Problème 1: on n'a généralement pas accès à cette population dans son entièreté. On doit se contenter du plus petit groupe de personnes qu'on a potentiellement sous la main: l'échantillon. On recrute (par exemple) 20 adolescents. On leur fait passer le test avant et après l'entraînement. Imaginons qu'ils obtiennent une note légèrement meilleure après cet entraînement (2 points de plus à un test sur 20). Quelle conclusion en tirer?
Problème 2: Même si l'entraînement n'avait aucun effet (l'hypothèse nulle est vraie), il est très peu probable que les scores soient exactement identiques avant et après l'entraînement et donc que leur différence soit nulle. La différence de performance entre post- et pré-entraînement observée dans l'échantillon peut être due à des facteurs purement aléatoires. Pour s'en convaincre, il suffit de générer de groupes de 20 nombres aléatoires dans un tableur comme Microsoft Excel. Si on calcule la moyenne de ces deux groupes de 20 nombres, ces moyennes seront plus que probablement différentes (tout comme si je jette 20 fois une pièce de monnaie, il est fort probable que je n'obtienne pas exactement 10 piles). Donc: comment savoir si ma différence observée est susceptible d'être due au hasard? Ou si elle reflète une différence réelle dans la population?
La solution
Là nous avons de la chance: il se trouve que moyennant le fait que certaines conditions, que je ne vais pas détailler ici, soient remplies, on peut estimer les chances d'apparition de chaque valeur possible de la différence entre nos deux passations du test (en tenant compte en particulier de la taille de l'échantillon et de la variabilité de la différence de performance avant-après d'un sujet à l'autre) si l'hypothèse nulle est vraie. En d'autres termes, on peut estimer la probabilité d'obtenir par hasard (c'est-à-dire si l'entraînement ne joue aucun rôle) une valeur de la différence entre les scores post et pré-entraînement au moins aussi élevée que celle qu'on a obtenue. C'est grâce à la distribution d'une statistique (ici le fameux "t") que l'on peut inférer cette probabilité, qui correspond au p. Pour d'autres types de comparaisons, on utilise d'autres statistiques, mais la logique est la même.

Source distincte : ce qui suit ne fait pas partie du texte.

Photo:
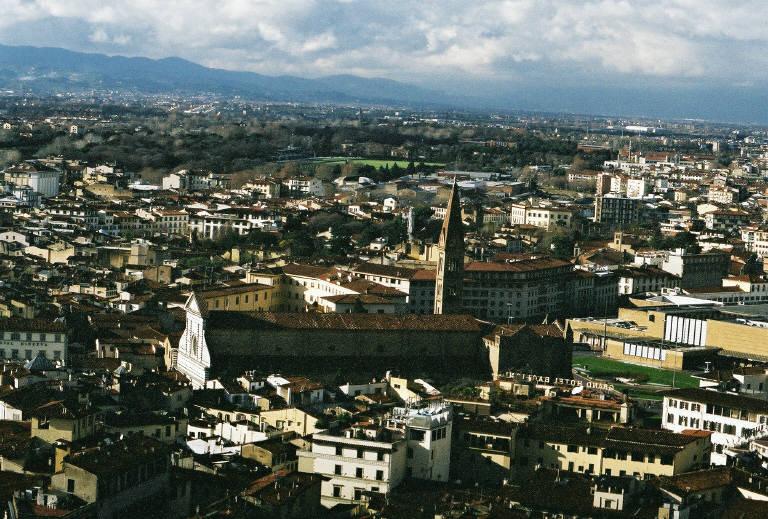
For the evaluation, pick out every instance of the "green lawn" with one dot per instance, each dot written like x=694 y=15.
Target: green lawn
x=376 y=163
x=655 y=376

Comprendre la logique de l'inférence
La logique de l'inférence classique de Neyman-Pearson est la suivante: si ce p est inférieur à un seuil que l'on définit a priori, on rejette l'hypothèse nulle (et on retient donc notre hypothèse alternative). Ce seuil, qui vaut typiquement 0,05 (5%), reflète en fait un taux d'erreur. Il signifie que si l'on reproduit cette procédure un grand nombre (voire une infinité) de fois sur des échantillons différents, mais provenant de la même population (l'hypothèse nulle étant donc vraie), nous nous tromperons dans 5% des cas maximum (en rejetant l'hypothèse nulle alors qu'elle est vraie). Dit autrement: si chaque fois que p est < .05, je rejette l'hypothèse nulle et qu'elle est vraie, je me tromperai au pire dans 5% des cas (je commettrai alors ce qu'on appelle "l'erreur de première espèce").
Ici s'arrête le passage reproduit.